Your code should return a HiddenMarkovModel<DiceRoll, DiceType> object constructed from the HiddenMarkovModel.java file provided to you. Its constructor takes two matrices: transition matrix (A) and emission matrix (B).
The transition matrix (A) consists of the estimates of transition probabilities.

Example: What is the probability that a roll with a fair dice will be followed by a roll with the loaded dice? \[P(F \rightarrow L) = \frac{count(F \rightarrow L)}{count(\text{all transitions from F})}\]

For this dataset there are two ordinary states, fair and loaded, and two special states, start and end. You therefore need the probabilities of the following state sequences:

    fair -> fair, fair -> loaded, loaded -> fair, loaded -> loaded, 
    start -> fair, start -> loaded, fair -> start, loaded -> start, 
    end -> fair, end -> loaded, fair -> end, loaded -> end

Can you make a prediction about the probabilities of some of these transitions?

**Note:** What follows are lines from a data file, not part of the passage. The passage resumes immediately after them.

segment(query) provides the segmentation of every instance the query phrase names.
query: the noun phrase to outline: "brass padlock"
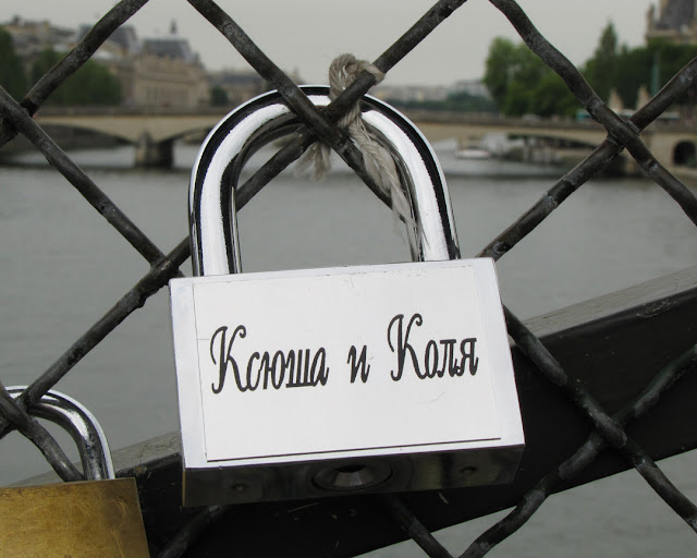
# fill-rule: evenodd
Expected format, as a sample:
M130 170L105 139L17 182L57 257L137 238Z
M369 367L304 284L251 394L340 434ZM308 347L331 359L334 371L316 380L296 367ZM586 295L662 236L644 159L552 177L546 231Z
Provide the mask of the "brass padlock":
M327 87L303 90L329 104ZM514 474L523 429L493 262L458 259L445 180L416 126L372 97L360 109L395 162L421 262L240 274L240 172L298 120L271 92L201 146L189 186L201 277L170 281L185 506Z
M23 390L8 389L13 397ZM0 558L148 557L135 480L115 478L93 414L56 391L28 412L68 430L89 481L0 488Z

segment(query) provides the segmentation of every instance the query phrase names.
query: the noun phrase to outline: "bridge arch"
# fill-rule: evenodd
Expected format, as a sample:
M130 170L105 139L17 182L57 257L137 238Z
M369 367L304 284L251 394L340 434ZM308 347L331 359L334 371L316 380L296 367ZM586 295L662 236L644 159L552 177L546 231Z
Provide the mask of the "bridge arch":
M673 147L673 165L688 165L697 160L697 146L695 142L683 140Z

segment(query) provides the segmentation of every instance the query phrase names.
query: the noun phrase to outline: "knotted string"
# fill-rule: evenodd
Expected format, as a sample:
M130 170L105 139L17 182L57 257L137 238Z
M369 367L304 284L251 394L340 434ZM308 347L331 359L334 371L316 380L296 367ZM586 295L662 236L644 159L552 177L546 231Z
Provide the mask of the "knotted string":
M370 72L380 83L384 74L366 60L356 60L353 54L337 57L329 66L329 98L334 100L341 92L351 85L363 71ZM363 155L366 171L378 187L390 197L395 219L406 223L407 238L412 254L418 254L418 228L412 217L412 206L402 189L400 174L390 150L384 147L378 136L365 125L360 114L359 102L356 102L338 122ZM319 180L331 170L331 148L322 143L314 143L298 161L298 172L313 167L313 178Z

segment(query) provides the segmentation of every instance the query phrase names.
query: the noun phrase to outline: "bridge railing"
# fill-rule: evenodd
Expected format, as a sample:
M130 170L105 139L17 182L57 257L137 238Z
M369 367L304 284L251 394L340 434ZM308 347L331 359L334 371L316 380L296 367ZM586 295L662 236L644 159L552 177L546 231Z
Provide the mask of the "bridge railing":
M156 1L156 0L151 0ZM160 0L163 1L163 0ZM440 0L429 9L409 29L405 29L402 37L379 54L374 64L382 72L389 72L400 60L406 57L421 40L454 11L466 9L466 0ZM688 63L678 72L646 106L623 120L603 102L585 81L579 71L559 52L534 26L525 12L514 0L490 0L499 9L511 25L519 34L527 46L539 56L554 72L557 72L567 87L576 96L582 106L607 130L608 136L583 162L564 174L546 193L540 202L534 205L515 222L511 223L500 235L485 246L480 255L494 259L503 257L513 250L524 238L549 217L570 195L582 187L589 179L606 168L622 150L626 150L636 160L647 177L650 177L682 209L684 218L697 223L697 199L693 193L676 177L661 165L646 147L640 132L681 96L693 86L697 75L697 59ZM60 451L54 451L50 444L50 436L36 437L34 434L40 427L27 414L27 409L37 403L42 395L53 388L80 361L91 351L105 337L121 324L131 313L142 307L159 289L167 286L170 278L180 274L179 268L189 257L188 238L184 238L168 253L156 246L115 204L113 204L93 181L83 172L71 158L65 155L51 137L33 120L53 92L77 69L80 69L107 38L132 15L134 15L147 0L122 0L115 4L51 71L45 74L17 102L4 89L0 88L0 114L2 126L0 130L0 146L7 144L16 134L28 138L105 219L121 234L134 250L149 264L149 271L137 280L133 288L117 301L111 311L97 319L83 336L80 337L56 362L19 397L12 399L0 385L0 436L5 436L13 429L20 430L46 451L48 461L60 471L64 478L74 480L77 475L71 472L70 464ZM323 111L318 111L311 102L307 102L302 90L285 75L244 33L229 13L220 9L210 0L188 0L196 12L205 17L273 87L282 92L288 104L296 112L303 125L295 135L295 140L286 145L259 172L254 174L239 191L240 206L244 204L269 181L278 175L288 165L316 140L328 143L337 151L343 154L348 163L357 170L363 169L363 160L354 146L337 128L337 122L345 111L375 85L376 78L364 72L345 92L343 92ZM88 2L85 2L87 7ZM362 172L362 175L366 175ZM695 365L693 348L683 355L675 355L673 365L663 369L656 378L648 395L629 405L627 412L621 416L610 416L597 403L591 393L572 381L552 354L542 345L525 325L510 311L506 311L509 332L519 349L522 349L538 366L540 374L558 386L562 386L570 399L588 416L595 425L596 435L589 445L579 449L575 464L582 461L586 464L592 461L594 452L602 445L616 450L632 466L647 480L651 488L664 499L671 508L681 515L694 530L697 529L697 510L695 506L681 494L650 457L633 442L624 430L624 423L638 409L649 401L656 400L667 385L685 371ZM463 556L482 556L496 544L510 536L522 526L542 505L545 498L554 489L562 478L567 477L568 468L550 471L540 480L540 485L521 501L519 506L501 522L482 534ZM564 465L566 466L566 465ZM580 466L580 465L578 465ZM576 469L577 473L578 470ZM407 509L398 497L388 500L387 512L391 513L426 554L433 557L450 556L431 533L424 526L428 518L419 518L418 510ZM223 510L224 511L224 510ZM208 510L197 515L191 525L182 531L174 544L162 549L162 556L179 556L186 551L196 536L205 532L207 525L220 521L220 510ZM260 530L262 532L262 530Z

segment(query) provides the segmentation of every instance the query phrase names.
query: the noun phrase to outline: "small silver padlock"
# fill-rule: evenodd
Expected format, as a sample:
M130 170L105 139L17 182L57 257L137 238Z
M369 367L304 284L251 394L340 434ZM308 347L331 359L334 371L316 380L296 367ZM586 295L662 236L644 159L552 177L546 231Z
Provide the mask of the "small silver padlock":
M17 397L24 389L8 391ZM115 478L94 415L57 391L46 393L29 413L71 435L89 481L0 488L0 558L149 556L135 480Z
M303 90L329 104L327 87ZM457 259L421 133L378 99L360 107L396 162L424 263L240 274L241 169L298 120L272 92L199 151L189 225L205 277L170 282L186 506L512 478L524 441L493 263Z

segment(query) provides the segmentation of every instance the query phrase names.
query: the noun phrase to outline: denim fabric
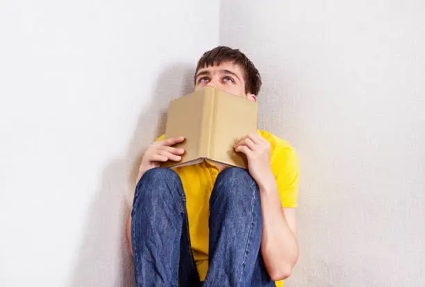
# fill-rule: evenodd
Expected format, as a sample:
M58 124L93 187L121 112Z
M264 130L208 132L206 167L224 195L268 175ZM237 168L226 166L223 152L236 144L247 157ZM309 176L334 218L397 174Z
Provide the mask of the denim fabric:
M209 268L202 284L192 254L181 180L153 168L136 187L131 243L138 286L274 286L260 252L260 193L247 170L222 171L210 198Z

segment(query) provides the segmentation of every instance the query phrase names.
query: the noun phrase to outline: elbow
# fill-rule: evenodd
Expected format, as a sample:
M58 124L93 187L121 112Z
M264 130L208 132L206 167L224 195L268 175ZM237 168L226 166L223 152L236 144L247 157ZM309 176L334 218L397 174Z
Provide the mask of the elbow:
M273 281L283 280L291 276L293 269L292 266L288 266L280 270L273 270L269 272L269 275Z
M283 260L280 263L275 265L274 266L267 266L267 271L270 278L273 281L284 280L288 278L292 274L294 266L298 261L298 250L297 252L293 254L293 257L290 260ZM270 268L272 267L272 268Z

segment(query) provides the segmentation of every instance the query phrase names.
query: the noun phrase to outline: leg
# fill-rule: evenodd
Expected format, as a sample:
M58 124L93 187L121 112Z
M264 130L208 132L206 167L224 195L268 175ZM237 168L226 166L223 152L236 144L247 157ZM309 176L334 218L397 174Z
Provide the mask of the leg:
M178 279L190 286L198 276L189 252L185 203L181 180L171 169L151 169L138 184L131 212L138 286L177 286Z
M260 252L258 187L248 171L222 171L210 198L209 269L203 286L274 286Z

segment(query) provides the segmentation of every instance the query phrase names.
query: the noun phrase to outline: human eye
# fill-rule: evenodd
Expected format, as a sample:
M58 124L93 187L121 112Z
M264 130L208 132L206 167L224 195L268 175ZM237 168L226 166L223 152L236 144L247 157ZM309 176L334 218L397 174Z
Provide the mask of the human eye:
M235 82L235 81L233 80L233 79L231 77L224 77L223 78L223 82Z
M199 83L203 83L203 82L208 82L210 81L210 79L208 77L202 77L200 78L199 80L198 80L198 82Z

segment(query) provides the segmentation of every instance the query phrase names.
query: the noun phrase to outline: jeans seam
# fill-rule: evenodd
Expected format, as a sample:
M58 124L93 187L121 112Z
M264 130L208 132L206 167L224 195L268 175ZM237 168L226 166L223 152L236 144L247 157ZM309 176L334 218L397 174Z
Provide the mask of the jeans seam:
M251 184L250 188L254 184L255 182L253 182ZM244 272L244 264L245 263L245 259L247 258L247 252L248 251L248 247L249 245L249 240L251 239L251 234L252 233L253 225L253 206L254 206L254 200L256 199L256 189L253 189L253 196L252 200L251 201L251 224L249 225L249 232L248 233L248 240L247 241L247 246L245 247L245 252L244 253L244 259L242 259L242 268L240 271L240 279L239 279L239 283L242 281L243 278L242 275Z

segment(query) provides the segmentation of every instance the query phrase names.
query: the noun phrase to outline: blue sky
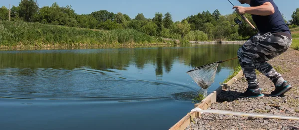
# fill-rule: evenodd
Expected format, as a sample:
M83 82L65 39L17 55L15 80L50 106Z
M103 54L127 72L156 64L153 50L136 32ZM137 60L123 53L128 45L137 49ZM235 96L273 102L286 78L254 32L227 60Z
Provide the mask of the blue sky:
M235 5L241 5L236 0L230 0ZM299 0L274 0L287 20L291 19L291 15L297 8L299 8ZM9 4L18 6L20 0L1 0L0 6L7 8ZM222 15L231 13L232 5L226 0L37 0L40 7L50 6L57 2L60 6L71 5L78 14L90 14L101 10L106 10L116 13L120 12L134 18L138 13L142 13L146 18L153 18L156 12L164 14L170 12L173 20L180 21L198 12L208 10L211 13L218 9Z

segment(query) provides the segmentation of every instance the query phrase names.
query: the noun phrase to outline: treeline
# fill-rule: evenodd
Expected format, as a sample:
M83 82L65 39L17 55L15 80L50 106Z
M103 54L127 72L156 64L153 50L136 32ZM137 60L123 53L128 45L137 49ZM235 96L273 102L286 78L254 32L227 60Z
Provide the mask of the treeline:
M0 8L0 20L8 19L9 10ZM132 19L128 15L100 10L87 15L78 15L71 6L59 6L56 2L50 6L39 7L36 0L21 0L18 6L11 8L11 20L111 30L132 29L150 36L189 41L244 40L256 33L245 22L235 24L234 19L241 17L235 13L221 15L218 10L208 11L174 22L170 13L156 13L152 18L138 13ZM250 15L245 15L253 23ZM299 8L292 15L292 27L299 25Z

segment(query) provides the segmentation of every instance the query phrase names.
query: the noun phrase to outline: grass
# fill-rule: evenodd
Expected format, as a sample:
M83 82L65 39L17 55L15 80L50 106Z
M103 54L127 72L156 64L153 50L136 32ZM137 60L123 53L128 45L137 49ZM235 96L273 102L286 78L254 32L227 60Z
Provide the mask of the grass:
M203 94L198 94L197 96L196 96L195 98L192 100L192 103L197 103L200 102L202 100L203 100L205 98Z
M142 44L160 40L133 29L93 30L37 23L0 21L0 46Z
M299 29L299 28L298 28ZM292 31L292 32L293 31ZM292 33L293 41L291 48L297 50L299 50L299 33Z
M290 29L290 30L292 32L299 31L299 27Z
M230 80L231 80L232 78L235 77L235 76L237 75L238 73L239 73L239 72L240 72L240 71L241 71L241 70L242 69L240 65L235 67L234 68L234 70L230 72L230 74L229 75L228 77L226 78L226 79L225 79L224 81L223 81L223 83L227 83L227 82L228 82Z

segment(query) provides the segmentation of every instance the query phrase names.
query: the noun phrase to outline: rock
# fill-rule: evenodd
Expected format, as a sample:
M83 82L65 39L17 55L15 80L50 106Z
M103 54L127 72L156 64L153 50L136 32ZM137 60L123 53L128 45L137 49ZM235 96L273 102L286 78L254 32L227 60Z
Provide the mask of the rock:
M269 123L269 122L268 122L268 121L267 121L267 120L264 120L264 122L263 123L263 125L267 125L268 123Z
M265 108L266 108L266 110L270 110L272 108L270 106L266 106Z

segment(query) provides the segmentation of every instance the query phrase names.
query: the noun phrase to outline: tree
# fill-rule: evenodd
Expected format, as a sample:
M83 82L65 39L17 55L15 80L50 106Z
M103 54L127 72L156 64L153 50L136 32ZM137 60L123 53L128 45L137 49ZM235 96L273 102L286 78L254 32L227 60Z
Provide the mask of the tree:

The emission probabilities (B) measure how probable it is to obtain a particular roll given the dice type. You can calculate it by counting the number of times each dice roll appears for the given state (fair or loaded) and dividing by the count of that state. Apart from standard 1 -- 6 roll observations, we introduce special start and end observations that can only be emitted by the start and end hidden states.
Once you have calculated these probabilities, make sure that the numbers are plausible. Your transition and emission tables should include probability values for all state--observation pairs, even if they are 0.

Note: die and dice are both acceptable singular forms of the word dice in English. As computational linguists, we would be, however, quite happy if die died out in this usage.